Applied math seminar - Prof. Alfred M. Bruckstein
:Title
From Ants to A(ge)nts
The wonderfully Weird World of Multi-Agent Swarms
:Abstract
An ant colony is a marvel of cooperation and coordinated, purposeful
work carried out by simple a(ge)nts with very limited capabilities. Ants
do not have GPS systems, have no compasses nor odometers, do not
use laser range finders , nor do they have good memories or extraordinary
computational resources, and employ no sophisticated long-range sensing or
communication equipment. Yet they are ruling the earth, by numbers and
by resilience, and by some evolution-developed local response algorithms,
that rely on pheromone-mediated myopic interactions. The environment
becomes a huge, shared resource covered with "chemical memory" signals.

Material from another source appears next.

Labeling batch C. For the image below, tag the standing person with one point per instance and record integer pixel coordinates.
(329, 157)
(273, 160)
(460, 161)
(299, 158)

The paradigm of swarm robotics is an attempt to mimic this phenomenal
success of nature. In the attempt to analyze the capabilities of colonies
of small and limited robots to perform a variety of tasks one encounters
formidable mathematical difficulties. The direct problem of analyzing the
emergent global behavior that results from a set of rules of local interaction
is tractable in a few interesting cases, like for example in gathering and
region covering or patrolling missions, The inverse problem of deriving
local rules of behavior, based on the ant-like robots' limited sensing and
communication capabilities, is far less approachable. Several examples
illustrating the mathematical tools available for analyzing the behavior
of swarms of myopic agents will be discussed in my presentation.